Alla manifestazione di ieri il Likud si è limitato a reagire definendola una mossa elettorale degli avversari (“La protesta è orchestrata dalla sinistra e finanziata da milioni di dollari arrivato dall’estero”, si legge in una nota del partito), senza rispondere in alcun modo alle accuse di aver trascinato il paese in una crisi economica e sociale sempre più pervasiva. Alle elezioni manca poco più di una settimana, il 17 Marzo è vicino. E se gli ultimi sondaggi danno il partito del premier in risalita, qualche seggio in più del Fronte Sionista dei laburisti e della Livni, non si tratterà certo di un plebiscito.

Probabilmente Netanyahu sarà costretto ad allearsi con partiti minori e stavolta potrebbe ritornare all’ovile e optare per i vecchi alleati ultraortodossi, dopo le difficoltà incontrate a tenere insieme l’ultima coalizione di governo: nel 2013, dopo il voto, il Likud optò per i nuovi due partiti nazionalisti nati poco prima, Casa Ebraica del colono Bennett e Yesh Atid dell’anchorman Lapid. Si mangiò subito le mani.

Eppure i 40mila di Tel Aviv, come i Palestinesi dei Territori Occupati e quelli cittadini israeliani, sanno che ben poco cambierà. Qualsiasi sia la coalizione che uscirà dalle urne è difficile immaginare un cambio di rotta sulla questione della pace. Netanyahu con molta probabilità sarà di nuovo premier e in questi giorni ha ricordato a tutti qual è la sua visione di Medio Oriente: più sicurezza per bilanciare la minaccia iraniana e lo spauracchio dell’Isis per calpestare ancora una volta i diritti nazionali del popolo palestinese.

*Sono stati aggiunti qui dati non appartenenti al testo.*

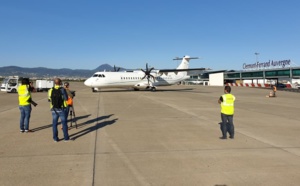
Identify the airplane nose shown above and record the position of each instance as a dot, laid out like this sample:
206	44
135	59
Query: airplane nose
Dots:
88	82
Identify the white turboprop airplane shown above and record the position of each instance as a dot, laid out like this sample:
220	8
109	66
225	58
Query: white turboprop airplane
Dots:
141	79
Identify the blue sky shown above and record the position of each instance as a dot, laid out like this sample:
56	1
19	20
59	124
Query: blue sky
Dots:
85	34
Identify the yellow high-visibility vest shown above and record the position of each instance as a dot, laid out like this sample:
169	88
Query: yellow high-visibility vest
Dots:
227	106
24	95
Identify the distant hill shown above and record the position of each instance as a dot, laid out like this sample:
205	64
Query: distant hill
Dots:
41	72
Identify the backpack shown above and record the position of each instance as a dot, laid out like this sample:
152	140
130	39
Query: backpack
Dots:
57	98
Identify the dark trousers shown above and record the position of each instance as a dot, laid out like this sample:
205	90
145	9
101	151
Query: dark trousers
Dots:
227	125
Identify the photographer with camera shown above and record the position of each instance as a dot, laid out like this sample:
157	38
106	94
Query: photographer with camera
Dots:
25	101
71	95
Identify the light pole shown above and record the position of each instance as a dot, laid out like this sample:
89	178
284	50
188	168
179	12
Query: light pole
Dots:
256	54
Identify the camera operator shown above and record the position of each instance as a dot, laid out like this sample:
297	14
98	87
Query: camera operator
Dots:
71	95
25	101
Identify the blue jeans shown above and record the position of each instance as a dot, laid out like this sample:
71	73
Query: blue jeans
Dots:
227	125
67	109
25	117
59	113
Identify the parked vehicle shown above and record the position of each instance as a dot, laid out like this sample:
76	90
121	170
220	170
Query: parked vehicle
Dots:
10	84
43	85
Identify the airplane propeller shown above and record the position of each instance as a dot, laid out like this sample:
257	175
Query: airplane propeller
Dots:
147	73
116	69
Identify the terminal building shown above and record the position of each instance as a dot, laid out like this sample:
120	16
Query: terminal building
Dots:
279	73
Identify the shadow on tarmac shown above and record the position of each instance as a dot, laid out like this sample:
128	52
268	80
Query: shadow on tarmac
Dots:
95	127
50	125
157	90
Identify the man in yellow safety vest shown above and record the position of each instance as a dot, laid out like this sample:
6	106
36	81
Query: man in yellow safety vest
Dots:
24	105
227	110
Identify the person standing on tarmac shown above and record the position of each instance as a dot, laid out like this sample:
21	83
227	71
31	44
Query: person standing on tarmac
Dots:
70	98
57	97
227	110
24	105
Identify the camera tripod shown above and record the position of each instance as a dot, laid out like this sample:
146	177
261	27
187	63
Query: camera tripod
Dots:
73	117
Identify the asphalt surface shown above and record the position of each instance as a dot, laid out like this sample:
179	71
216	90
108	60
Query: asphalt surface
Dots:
168	137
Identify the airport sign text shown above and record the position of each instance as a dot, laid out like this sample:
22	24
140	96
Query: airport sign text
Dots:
268	64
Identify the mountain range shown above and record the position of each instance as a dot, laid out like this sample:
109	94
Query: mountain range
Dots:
41	72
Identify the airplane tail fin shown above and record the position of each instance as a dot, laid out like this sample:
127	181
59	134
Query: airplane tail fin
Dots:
185	61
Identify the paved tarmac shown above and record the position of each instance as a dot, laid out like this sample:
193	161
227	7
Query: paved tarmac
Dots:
168	137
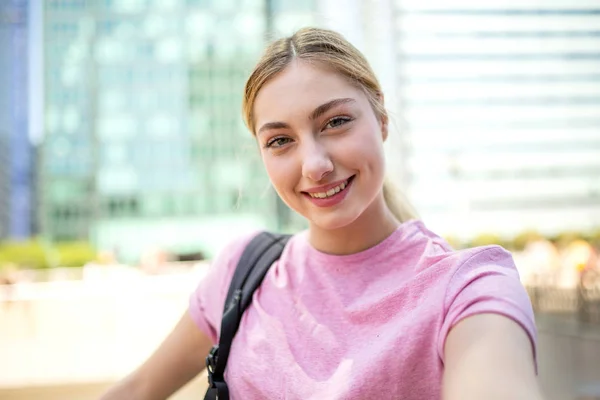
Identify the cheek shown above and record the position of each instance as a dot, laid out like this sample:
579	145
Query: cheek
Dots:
281	172
363	149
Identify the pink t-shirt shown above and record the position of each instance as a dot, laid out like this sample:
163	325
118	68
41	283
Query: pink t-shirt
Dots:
370	325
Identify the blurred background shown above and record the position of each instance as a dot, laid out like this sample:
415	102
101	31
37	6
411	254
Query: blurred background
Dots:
125	165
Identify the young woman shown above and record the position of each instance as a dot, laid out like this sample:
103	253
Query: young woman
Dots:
367	303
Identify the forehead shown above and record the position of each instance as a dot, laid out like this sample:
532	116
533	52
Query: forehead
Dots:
299	89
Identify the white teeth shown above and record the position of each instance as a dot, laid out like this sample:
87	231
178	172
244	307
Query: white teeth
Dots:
330	192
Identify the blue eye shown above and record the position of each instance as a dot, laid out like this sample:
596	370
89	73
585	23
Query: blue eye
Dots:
277	142
336	122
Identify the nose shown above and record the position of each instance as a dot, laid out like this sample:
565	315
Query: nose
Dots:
316	163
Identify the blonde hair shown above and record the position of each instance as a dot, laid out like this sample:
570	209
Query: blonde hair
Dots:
330	49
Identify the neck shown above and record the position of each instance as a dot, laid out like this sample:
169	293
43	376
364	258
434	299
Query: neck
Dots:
372	227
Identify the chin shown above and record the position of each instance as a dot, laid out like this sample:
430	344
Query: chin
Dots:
332	221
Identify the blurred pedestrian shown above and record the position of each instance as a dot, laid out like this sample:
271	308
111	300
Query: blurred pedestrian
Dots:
367	303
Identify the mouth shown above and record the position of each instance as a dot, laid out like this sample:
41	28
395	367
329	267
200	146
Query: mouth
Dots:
333	191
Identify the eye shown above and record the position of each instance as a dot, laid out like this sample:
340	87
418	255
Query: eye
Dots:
336	122
277	142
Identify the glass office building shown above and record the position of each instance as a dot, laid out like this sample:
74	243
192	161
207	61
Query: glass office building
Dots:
144	140
501	108
16	158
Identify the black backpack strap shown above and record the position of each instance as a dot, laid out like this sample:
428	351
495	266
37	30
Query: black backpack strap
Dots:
257	258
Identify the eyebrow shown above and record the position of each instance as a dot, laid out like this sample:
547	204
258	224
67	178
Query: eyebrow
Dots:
319	111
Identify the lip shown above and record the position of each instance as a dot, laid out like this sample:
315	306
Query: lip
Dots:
333	200
324	188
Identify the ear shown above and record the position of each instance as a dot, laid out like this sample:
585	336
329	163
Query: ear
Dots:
384	120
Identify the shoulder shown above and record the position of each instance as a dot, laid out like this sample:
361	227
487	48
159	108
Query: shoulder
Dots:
435	251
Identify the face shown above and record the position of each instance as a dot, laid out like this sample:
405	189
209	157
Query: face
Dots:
321	144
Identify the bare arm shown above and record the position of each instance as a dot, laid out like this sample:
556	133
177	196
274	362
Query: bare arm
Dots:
177	360
489	356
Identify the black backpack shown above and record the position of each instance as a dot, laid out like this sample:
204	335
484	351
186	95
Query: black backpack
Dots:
257	258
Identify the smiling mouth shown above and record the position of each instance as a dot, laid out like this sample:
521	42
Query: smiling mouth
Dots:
333	191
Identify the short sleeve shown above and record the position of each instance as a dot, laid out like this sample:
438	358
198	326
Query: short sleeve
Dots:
487	282
207	301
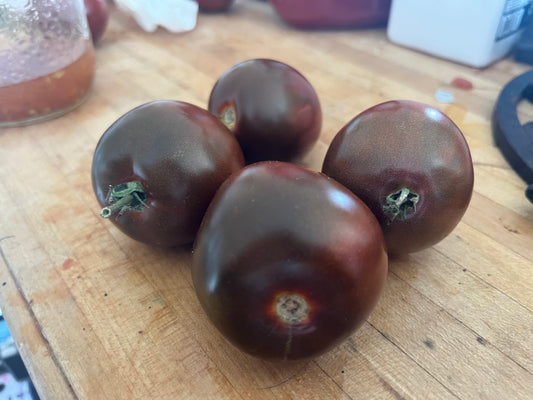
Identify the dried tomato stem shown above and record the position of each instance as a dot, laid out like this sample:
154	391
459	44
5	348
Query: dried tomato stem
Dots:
124	197
399	204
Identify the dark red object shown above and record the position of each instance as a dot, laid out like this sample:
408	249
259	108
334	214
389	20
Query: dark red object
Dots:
411	165
156	169
288	262
214	5
317	14
97	16
514	139
271	108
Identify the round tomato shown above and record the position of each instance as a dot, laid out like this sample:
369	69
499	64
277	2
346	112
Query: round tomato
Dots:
214	5
97	13
271	108
411	165
287	262
156	169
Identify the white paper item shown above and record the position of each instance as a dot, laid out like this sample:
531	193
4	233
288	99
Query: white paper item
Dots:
174	15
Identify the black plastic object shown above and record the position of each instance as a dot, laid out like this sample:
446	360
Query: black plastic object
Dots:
514	139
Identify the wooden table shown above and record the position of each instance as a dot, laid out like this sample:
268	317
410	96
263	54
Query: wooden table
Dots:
98	316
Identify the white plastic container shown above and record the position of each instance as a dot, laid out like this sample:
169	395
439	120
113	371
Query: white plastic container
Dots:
471	32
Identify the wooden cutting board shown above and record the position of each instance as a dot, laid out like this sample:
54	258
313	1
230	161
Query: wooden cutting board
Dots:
98	316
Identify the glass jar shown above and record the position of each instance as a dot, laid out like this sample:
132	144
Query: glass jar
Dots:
47	59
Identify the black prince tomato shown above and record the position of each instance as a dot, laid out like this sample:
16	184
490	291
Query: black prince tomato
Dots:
271	108
156	169
287	262
411	165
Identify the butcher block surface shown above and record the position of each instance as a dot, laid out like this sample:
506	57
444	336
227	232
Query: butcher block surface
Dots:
98	316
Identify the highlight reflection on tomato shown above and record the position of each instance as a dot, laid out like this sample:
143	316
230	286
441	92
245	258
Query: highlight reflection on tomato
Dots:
288	262
156	169
411	165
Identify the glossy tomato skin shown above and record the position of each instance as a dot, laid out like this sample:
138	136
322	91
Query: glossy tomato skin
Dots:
405	144
179	153
214	5
332	14
277	233
97	12
271	108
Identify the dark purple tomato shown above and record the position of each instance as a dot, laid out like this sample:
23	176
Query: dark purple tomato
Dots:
214	5
288	262
271	108
157	167
411	165
328	14
97	13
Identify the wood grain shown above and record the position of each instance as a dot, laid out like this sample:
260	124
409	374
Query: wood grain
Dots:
98	316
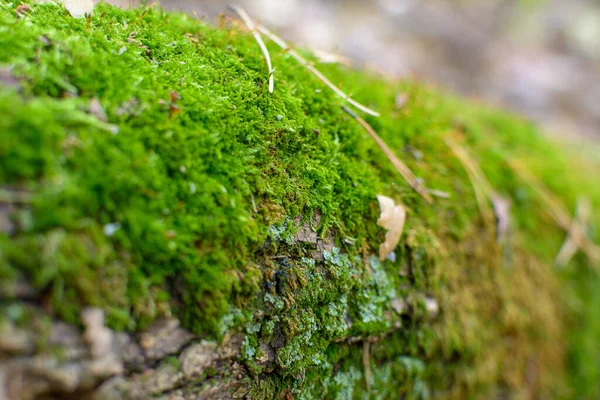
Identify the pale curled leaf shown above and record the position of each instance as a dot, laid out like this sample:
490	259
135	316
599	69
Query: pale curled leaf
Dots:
392	219
79	8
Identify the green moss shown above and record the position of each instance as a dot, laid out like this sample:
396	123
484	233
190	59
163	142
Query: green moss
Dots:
181	196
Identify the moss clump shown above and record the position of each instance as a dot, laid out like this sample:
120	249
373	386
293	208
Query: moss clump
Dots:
162	178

Di nuovo ieri Netanyahu ha ripetuto che non cederà un centimetro di territorio vista l’attuale situazione mediorientale: “Il primo ministro ha detto che nessun territorio sarà ceduto nelle mani di estremisti islamici e organizzazioni terroristiche, non ci saranno concessioni né ritiri. È semplicemente irrilevante”, dice il Likud in una dichiarazione ufficiale. Il messaggio è chiaro e diretto non solo alla leadership palestinese, accostata all’Isis e che comunque ha ben poca voce in capitolo, ma anche all’alleato statunitense: il nuovo governo non intende muovere un passo verso il dialogo. Per sottolineare tale posizione, Netanyahu ha anche negato un suo discorso del 2009 in cui parlava dell’impegno israeliano alla soluzione a due Stati.

Che a Netanyahu e alla precedente leadership non sia mai interessato molto del processo di pace non è una novità. Oggi la migliore scusa è la minaccia islamista, seppur l’Isis non abbia mai detto una parola su Israele. Così la campagna elettorale israeliana diventa becera, barbara: parlamentari che si fingono prigioniere di un fantomatico islamista palestinese, lo stesso premier che pubblica video per generare la paura del califfato, il ministro degli Esteri Lieberman che (dopo aver proposto la pena di morte per i palestinesi che attentano alla sicurezza di Israele) ora parla di tagliare loro la testa.

Insomma, all’attuale leadership interessano poco le reali condizioni della popolazione israeliana, interessati solo ad innalzare a dismisura il livello della paura del nemico esterno. C’è da vedere se gli israeliani, chi andrà a votare, comprenderà la trappola in cui il paese è stato trascinato negli ultimi dieci anni. Non sarà certo l’Iran o l’Isis a dissolvere Israele; basteranno le politiche divisive e diseguali della destra israeliana a spaccare il paese.